I recently received a copy of Route 66 – Images of America’s Main Street by William Kaszyniski for review. At this point I am about half way through the book and the dominant thought is wonder at how this book has been overlooked by fans of Route 66.

It is well researched, detailed, and is filled with great photos. It also provides in depth direction to earlier alignments and in detail lists the reasons to seek them out.
I have long been a fan of the unique artistry of Jerry McClanahan. His stunning paintings in post card form are as windows into the era when Route 66 was really the Main Street in a string of towns from Chicago to Santa Monica, the Edsel was the latest automotive styling sensation, and “We Like Ike” buttons were a popular fashion accessory.

Well, now I have another reason for giving Jerry kudos. His book, “EZ 66 Route 66 Guide For Travelers” is nothing short of a masterpiece.
In recent months every explorer met along Route 66 has had a copy of this book. I recently purchased a copy to assist in ensuring accuracy for the next book, Ghost Towns of Route 66, and to plan our forthcoming adventure of seeking out forgotten places along the old double six.

If your plans are to explore a portion or the entire length of Route 66 don’t leave home without this guide.

Now, a couple of unrelated Route 66 notes that provide an insight into my odd way of thinking. Last evening I was reviewing old photos in an effort to formulate a direction for the next installment of The Independent Thinker written for Cars & Parts magazine.
For reasons unknown my train of thought began to drift into a comparative study. Which of these automobiles best represented the Bush administration? Which would symbolize the Obama administration?

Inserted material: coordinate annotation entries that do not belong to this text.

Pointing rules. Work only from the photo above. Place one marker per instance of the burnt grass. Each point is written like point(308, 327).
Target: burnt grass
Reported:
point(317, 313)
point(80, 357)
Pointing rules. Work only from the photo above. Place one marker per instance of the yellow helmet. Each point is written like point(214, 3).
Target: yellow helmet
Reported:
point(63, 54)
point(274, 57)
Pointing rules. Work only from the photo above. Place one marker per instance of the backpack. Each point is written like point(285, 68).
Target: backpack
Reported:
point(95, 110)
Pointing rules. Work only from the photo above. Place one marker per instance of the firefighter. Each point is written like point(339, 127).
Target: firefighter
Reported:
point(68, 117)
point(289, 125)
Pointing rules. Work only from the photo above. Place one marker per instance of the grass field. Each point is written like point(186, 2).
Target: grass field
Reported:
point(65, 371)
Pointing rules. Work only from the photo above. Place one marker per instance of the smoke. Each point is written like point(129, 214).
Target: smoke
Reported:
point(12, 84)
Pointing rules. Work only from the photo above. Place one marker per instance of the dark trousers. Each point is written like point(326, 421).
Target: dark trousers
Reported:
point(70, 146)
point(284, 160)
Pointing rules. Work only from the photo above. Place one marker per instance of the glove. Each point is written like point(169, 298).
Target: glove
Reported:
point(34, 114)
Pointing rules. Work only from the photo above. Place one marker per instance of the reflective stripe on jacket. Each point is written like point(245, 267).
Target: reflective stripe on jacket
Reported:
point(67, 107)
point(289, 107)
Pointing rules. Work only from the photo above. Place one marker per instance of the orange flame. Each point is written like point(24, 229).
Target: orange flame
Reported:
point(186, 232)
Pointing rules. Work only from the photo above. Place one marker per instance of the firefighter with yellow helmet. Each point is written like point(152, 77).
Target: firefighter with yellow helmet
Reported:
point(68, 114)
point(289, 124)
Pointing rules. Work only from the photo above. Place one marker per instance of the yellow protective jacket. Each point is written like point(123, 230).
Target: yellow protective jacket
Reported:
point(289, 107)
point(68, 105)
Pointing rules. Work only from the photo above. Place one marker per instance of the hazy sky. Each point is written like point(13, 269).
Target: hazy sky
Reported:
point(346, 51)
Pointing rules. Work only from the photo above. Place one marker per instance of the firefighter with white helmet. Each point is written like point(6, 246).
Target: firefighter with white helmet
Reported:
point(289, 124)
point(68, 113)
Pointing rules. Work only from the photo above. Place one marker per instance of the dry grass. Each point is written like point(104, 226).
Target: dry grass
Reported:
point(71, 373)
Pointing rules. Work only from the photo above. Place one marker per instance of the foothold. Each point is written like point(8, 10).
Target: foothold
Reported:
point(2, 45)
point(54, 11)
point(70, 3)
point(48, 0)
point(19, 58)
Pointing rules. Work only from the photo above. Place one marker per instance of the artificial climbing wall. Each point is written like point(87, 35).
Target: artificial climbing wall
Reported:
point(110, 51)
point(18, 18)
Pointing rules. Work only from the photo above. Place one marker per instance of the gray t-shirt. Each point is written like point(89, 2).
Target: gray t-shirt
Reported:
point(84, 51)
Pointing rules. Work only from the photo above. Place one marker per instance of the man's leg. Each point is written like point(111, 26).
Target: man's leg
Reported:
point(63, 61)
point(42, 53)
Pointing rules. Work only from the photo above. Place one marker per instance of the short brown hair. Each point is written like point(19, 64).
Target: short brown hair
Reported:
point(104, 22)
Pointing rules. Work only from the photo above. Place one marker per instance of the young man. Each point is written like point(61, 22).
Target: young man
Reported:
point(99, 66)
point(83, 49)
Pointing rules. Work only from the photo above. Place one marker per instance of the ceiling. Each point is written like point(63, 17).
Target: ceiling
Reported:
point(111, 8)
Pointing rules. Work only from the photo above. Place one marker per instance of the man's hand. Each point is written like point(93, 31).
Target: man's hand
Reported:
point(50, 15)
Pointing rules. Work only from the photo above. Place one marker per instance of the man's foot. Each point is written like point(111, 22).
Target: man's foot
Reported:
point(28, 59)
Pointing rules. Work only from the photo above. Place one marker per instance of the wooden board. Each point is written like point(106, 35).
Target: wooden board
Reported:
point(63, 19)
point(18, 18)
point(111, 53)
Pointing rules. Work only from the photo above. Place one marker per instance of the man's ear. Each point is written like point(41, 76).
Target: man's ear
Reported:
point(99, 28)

Granted its a bit early to tell but the initial impression is the Octauto best exemplifies the Obama administration. The concept looks good on paper but it is wholly impractical. There are way to many wheels and even worse the Octauto transformed a practical well designed Overland into an impractical, cumbersome, and perhaps dangerous behemoth. I see a number of parallels between the Edsel and the Bush administration. The production model of the Edsel was not the car originally designed. Unforeseen circumstances resulted in its introduction being ham strung. Even though there were a number of futuristic features on the Edsel these were plagued with glitches. Last but not least the car did not meet the expectations fueled by the hype.

Those are my random thoughts for the day. Last evening as my mind began to drift in that direction I decided that it was time to call it a day. Without realizing it I had somehow managed to make Saturday a fourteen hour work day!